Further evidence for a role of common genetic polymorphism in IPD susceptibility comes from the study of Mal/TIRAP, an adaptor protein essential for TLR2 and TLR4 signaling Citation[42]. A single base change has been identified that leads to an amino acid substitution of serine (S) to leucine (L) at position 180 of the Mal/TIRAP protein and affects the strength of signal after pathogen recognition. This polymorphism was found to associate not just with IPD, but also with other Gram-positive and Gram-negative bacterial infections, malaria and TB, reflecting the key role of TLR signaling in host defense Citation[43].

Interestingly, the direction of effect was found to be one of heterozygote protection, with an overall odds ratio for infectious disease in S180L heterozygotes of approximately half. Functional studies using an in vivo model of sepsis (intravenous lipopolysaccharide challenge of human volunteers) revealed an increase in inflammatory cytokine responses in S180L heterozygotes when compared with S180 homozygotes, whereas 180L homozygotes produced the highest cytokine responses Citation[44]. It appears that a moderately increased inflammatory response (seen in S180L heterozygotes) is beneficial, probably reflecting enhanced clearance of pathogens compared with reduced signaling in the S180 homozygote state. On the other hand, an excessively increased inflammatory response (180L homozygotes) may prove detrimental and render individuals more vulnerable to developing severe forms of malaria and bacterial disease Citation[45–47]. It is also possible that such an excessively increased inflammatory response may lead to worse outcomes following infection – for example, the development of septic shock or adult respiratory distress syndrome – and this could prevent fixation of the leucine variant in the population Citation[44]. Heterozygosity at S180L may therefore confer a protective phenotype characterized by intermediate levels of pathway activation and an optimal, ‘balanced’ inflammatory response.

Mannose-binding lectin

Mannose-binding lectin (MBL) is a serum lectin that binds repeating sugar arrays on the surface of a wide range of microorganisms, including Gram-positive bacteria Citation[48]. MBL plays an important role in innate immunity by promoting opsonophagocytosis, primarily through the activation of complement independently of antibody. Significant interindividual variation in baseline serum MBL levels and function occurs as a result of common genetic polymorphism, and MBL genotypic deficiency has been reported in association with a wide range of infectious phenotypes, including IPD Citation[49–58]. However, the role of MBL deficiency in susceptibility to respiratory infection remains controversial, and recent studies have reported both a lack of association with community-acquired pneumonia and a possible association with respiratory tract infections Citation[59–61]. Possible associations between MBL deficiency and poor clinical outcomes following pneumonia and pneumococcal infection have also been reported Citation[59,62], although not all studies have confirmed this finding Citation[60]. These mixed, and in some cases conflicting, results may reflect the variable disease phenotypes studied, encompassing noninvasive lower respiratory tract infection and invasive infection with a variety of bacterial species. Furthermore, the number of individuals included in analysis of clinical outcome is often small, and consequently associations with outcome should be interpreted with caution.

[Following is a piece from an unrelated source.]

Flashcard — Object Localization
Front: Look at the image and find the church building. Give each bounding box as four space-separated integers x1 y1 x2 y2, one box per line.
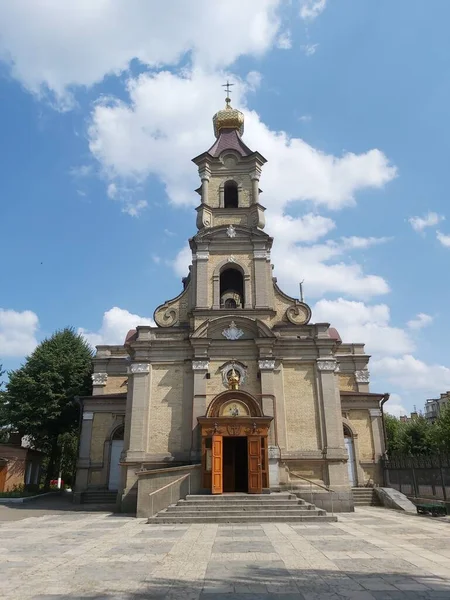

Inherited deficiency of the MBL-associated serine protease MASP-2 has also been described in association with recurrent pneumococcal pneumonia Citation[63]. The contribution of this rare mutation to disease at the population level remains unclear, and a recent study demonstrated a lack of association with community-acquired pneumonia susceptibility or outcome Citation[59].

PTPN22: autoimmunity & infection

The identification of the gene PTPN22 as a major susceptibility locus for autoimmunity represents one of the more significant recent advances in the field of human disease genetics. PTPN22 encodes the lymphoid tyrosine phosphatase Lyp, which acts to negatively regulate T-cell signaling by dephosphorylating and inactivating T-cell-receptor-associated kinases Citation[64,65]. A common, functional PTPN22 polymorphism has been described that encodes the amino acid substitution of arginine to tryptophan at position 620 of Lyp Citation[64], and multiple reports have established that the Trp620 variant associates with an increased risk of autoimmune disease Citation[64–76]. The Trp620 variant was subsequently shown to be a gain-of-function mutation, which increases phosphatase activity and is a more potent inhibitor of T-cell-receptor and B-cell signaling Citation[76–78]. In keeping with such a downregulatory effect on T- and B-cell responses, the Trp620 variant was also found to associate with susceptibility to IPD Citation[79]. This variant is notably rare in African individuals, perhaps reflecting a selective pressure from the huge burden of bacterial disease in these populations Citation[79]. Although it is often assumed that susceptibility alleles for common autoimmune diseases have been selected by providing resistance to major infectious causes of mortality Citation[80], the observation that the same PTPN22 variant associates with both autoimmune disease and IPD is not in keeping with this hypothesis.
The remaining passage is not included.